While many may be visiting museum VR content on-the-fly at home or school, some museums have begun offering more advanced and immersive VR experiences. These can be classified into three basic types: the exhibit-based experience, the standalone experience, and the virtual proxy.
The exhibit-based experience offers visitors an immersive way to experience a traditional exhibit while at the museum. One example is the London V&A Museum’s Curious Alice, an exhibition that explores the Lewis Carroll classic novel Alice in Wonderland. Through their VR headsets, museum visitors are transported to various worlds where they interact with characters from Carroll’s novel. This is a uniquely interactive way to experience what would otherwise be an ordinary and static exhibit, greatly enhancing the visitor experience.
The Night Cafe: A VR Tribute to Van Gogh by Borrowed Light Studios is an example of a standalone experience. Not associated with any particular museum, this VR app lets users take an imaginary and immersive journey into the artist’s works. Museums could partner up with VR developers or host competitions for students to create VR experiences for their existing collections, transforming an existing experience into something new and exciting.
However, a totally unique way to experience a museum is the virtual proxy. Rather than merely enhancing the experience, VR is substituted for a physical museum, allowing users to visit museums that would otherwise be inaccessible to them. Through a virtual proxy experience, museums can cut operating expenses while having a global reach.
The Museum of Science Fiction is currently exploring this new type of museum experience and is focused on its educational potential. “To help explore this new horizon and its potential impacts, the Museum will open its first VR gallery in 2023,” says Greg Viggiano, Director of the Museum of Science Fiction. “This virtual reality experience will begin with ‘Creating Consciousness: Computers and Robots in Science Fiction.’ This exhibition examines a machine’s capacity to understand humanity and includes a VR tour inside of a quantum computer.”

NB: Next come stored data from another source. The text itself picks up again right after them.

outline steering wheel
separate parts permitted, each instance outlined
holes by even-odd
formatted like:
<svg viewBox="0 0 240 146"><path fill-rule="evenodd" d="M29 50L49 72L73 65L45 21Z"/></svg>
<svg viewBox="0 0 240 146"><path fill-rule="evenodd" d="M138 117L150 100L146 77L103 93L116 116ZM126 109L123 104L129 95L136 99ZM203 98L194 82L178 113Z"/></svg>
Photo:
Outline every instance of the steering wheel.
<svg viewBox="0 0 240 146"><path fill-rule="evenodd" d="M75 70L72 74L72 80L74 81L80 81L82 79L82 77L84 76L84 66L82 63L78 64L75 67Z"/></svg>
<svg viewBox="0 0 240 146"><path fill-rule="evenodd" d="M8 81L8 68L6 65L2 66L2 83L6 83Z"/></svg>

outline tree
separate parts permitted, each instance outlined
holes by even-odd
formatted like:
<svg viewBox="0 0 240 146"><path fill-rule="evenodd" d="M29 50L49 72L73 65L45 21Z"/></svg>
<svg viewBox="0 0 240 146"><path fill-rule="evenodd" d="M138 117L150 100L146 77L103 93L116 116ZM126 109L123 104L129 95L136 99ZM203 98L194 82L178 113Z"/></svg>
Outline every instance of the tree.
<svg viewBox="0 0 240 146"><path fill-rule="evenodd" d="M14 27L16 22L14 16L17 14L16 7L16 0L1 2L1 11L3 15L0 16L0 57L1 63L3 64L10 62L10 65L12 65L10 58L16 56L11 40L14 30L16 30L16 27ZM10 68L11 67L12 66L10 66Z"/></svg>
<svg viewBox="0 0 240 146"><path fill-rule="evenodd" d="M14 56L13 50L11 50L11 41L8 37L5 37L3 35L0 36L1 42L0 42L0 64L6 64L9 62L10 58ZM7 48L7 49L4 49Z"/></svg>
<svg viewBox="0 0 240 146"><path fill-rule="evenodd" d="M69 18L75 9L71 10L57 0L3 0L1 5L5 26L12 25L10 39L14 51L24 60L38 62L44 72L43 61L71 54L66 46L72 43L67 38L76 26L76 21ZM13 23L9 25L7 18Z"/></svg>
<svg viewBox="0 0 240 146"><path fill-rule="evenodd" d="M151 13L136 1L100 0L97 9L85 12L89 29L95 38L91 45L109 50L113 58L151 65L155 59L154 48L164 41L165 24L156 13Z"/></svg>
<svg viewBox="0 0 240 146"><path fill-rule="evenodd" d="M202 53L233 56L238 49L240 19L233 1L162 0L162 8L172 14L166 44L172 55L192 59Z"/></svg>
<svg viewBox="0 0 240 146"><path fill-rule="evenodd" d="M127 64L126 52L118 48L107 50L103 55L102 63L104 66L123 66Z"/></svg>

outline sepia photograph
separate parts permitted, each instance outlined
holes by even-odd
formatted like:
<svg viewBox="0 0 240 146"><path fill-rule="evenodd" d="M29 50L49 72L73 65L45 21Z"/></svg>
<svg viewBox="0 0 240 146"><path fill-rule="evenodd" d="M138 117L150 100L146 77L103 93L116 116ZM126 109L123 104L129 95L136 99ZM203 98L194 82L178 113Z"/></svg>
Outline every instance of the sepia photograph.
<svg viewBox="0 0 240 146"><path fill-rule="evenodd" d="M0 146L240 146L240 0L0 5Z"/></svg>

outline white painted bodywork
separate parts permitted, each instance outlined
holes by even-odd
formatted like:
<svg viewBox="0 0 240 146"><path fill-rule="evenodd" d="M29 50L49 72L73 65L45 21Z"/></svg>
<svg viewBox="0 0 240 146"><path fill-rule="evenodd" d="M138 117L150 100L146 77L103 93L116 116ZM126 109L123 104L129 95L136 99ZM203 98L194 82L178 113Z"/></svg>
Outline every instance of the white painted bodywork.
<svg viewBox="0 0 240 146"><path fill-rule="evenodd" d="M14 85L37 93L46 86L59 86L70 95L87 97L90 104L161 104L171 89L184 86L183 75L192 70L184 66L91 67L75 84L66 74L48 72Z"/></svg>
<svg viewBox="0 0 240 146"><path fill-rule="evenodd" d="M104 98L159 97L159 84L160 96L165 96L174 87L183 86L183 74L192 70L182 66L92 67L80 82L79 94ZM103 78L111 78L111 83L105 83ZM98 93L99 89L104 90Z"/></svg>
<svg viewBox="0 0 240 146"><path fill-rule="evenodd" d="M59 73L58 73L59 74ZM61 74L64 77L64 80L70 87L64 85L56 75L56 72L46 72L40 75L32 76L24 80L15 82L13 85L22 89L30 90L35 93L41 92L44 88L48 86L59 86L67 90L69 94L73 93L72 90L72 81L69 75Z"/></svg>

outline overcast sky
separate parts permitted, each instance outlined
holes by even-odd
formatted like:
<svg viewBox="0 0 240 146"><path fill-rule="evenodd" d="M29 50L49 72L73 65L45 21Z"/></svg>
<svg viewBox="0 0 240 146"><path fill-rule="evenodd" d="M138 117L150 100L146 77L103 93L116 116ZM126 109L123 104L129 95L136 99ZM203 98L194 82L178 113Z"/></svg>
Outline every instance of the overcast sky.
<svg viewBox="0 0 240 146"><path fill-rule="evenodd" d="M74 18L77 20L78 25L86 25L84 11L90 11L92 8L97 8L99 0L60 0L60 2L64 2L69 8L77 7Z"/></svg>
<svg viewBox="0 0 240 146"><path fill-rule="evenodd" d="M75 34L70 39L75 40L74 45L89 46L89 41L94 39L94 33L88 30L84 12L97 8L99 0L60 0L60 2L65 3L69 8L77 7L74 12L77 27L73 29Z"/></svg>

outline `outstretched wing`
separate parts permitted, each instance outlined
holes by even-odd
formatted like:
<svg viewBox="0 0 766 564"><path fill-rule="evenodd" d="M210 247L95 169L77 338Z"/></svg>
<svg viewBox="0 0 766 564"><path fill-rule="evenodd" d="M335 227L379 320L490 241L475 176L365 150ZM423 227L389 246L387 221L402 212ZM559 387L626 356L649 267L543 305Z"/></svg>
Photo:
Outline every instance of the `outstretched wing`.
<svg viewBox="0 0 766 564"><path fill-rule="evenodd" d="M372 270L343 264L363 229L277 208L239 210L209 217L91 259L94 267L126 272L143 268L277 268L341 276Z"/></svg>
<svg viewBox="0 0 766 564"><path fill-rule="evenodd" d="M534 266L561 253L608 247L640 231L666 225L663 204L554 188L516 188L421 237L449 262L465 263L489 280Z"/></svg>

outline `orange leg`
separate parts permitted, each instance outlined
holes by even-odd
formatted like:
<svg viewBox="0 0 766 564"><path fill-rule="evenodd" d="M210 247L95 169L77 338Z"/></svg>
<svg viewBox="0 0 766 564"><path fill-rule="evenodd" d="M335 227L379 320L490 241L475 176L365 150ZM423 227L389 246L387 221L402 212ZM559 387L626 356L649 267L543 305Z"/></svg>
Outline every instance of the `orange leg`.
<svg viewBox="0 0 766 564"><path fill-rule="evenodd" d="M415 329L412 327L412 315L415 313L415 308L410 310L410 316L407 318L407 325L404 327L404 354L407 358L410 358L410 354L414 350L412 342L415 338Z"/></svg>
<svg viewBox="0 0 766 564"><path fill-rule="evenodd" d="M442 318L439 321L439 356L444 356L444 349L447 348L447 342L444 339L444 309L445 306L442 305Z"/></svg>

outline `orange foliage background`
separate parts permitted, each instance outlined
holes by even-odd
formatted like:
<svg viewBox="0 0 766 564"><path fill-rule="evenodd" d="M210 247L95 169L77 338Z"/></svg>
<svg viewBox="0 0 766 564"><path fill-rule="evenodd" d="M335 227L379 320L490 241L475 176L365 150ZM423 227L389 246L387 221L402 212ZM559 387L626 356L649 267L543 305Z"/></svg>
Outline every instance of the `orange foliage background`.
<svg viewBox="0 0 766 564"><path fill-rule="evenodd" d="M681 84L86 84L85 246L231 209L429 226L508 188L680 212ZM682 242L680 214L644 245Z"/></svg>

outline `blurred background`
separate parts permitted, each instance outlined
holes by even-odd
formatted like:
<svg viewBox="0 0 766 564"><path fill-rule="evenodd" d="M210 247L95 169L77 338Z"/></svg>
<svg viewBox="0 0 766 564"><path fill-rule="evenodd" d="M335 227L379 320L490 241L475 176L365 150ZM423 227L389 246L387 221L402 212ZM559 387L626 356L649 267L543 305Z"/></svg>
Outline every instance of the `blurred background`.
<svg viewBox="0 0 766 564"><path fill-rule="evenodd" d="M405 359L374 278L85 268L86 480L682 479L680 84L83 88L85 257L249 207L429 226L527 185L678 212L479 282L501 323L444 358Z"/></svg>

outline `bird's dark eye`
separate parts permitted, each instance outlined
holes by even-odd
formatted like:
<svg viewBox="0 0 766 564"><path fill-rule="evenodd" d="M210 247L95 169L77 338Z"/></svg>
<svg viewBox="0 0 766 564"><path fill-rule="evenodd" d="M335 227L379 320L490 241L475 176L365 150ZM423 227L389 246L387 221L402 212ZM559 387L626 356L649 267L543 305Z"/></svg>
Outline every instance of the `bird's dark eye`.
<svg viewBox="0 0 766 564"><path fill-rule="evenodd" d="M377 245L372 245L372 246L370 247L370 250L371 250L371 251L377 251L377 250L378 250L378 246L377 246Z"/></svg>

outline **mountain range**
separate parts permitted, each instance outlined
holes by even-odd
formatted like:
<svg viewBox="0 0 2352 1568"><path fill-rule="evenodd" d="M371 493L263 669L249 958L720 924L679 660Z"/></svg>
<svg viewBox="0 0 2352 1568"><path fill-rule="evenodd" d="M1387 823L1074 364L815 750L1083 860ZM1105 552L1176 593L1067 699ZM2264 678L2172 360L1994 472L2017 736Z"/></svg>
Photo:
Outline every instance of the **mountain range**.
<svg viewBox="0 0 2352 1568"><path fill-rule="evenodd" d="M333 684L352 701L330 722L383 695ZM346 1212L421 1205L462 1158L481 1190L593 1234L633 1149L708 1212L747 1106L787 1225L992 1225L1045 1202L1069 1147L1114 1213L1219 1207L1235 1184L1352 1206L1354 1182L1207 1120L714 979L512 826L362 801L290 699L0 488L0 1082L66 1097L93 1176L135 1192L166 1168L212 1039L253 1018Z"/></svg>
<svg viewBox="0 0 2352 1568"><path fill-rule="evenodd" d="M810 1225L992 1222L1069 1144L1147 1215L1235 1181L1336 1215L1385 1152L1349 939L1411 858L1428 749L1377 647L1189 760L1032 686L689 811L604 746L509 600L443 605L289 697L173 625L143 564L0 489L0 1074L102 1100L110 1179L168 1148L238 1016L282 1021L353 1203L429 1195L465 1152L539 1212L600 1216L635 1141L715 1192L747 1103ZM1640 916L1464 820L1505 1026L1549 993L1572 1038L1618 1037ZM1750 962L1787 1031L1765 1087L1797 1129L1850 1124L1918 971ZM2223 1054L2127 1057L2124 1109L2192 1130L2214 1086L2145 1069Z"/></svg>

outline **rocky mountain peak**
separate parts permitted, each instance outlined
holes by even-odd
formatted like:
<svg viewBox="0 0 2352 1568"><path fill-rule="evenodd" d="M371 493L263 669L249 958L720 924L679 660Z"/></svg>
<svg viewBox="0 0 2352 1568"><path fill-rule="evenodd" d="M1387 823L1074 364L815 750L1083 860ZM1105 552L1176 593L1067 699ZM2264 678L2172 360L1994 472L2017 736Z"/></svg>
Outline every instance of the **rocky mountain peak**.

As museum designers, we at SmithGroup rely on VR technology in our design process as well, particularly to help our clients understand museum spaces before they are built. “As valuable as virtual reality is to designers, our clients truly gain the largest benefits,” says David Fersh, Architect and Design Technology Leader at SmithGroup. “The user can move freely through a space and understand what it feels like through an interactive experience. For our clients, this means greater transparency and decision-making abilities in the design process.”
Ultimately, virtual reality provides a unique and transformative way to experience a museum, benefiting not only the visitor, but the museum as well. Many museums have already adopted this technology, while others are starting to catch up. It is easy to see how virtual reality will revolutionize the way we experience museums in the future.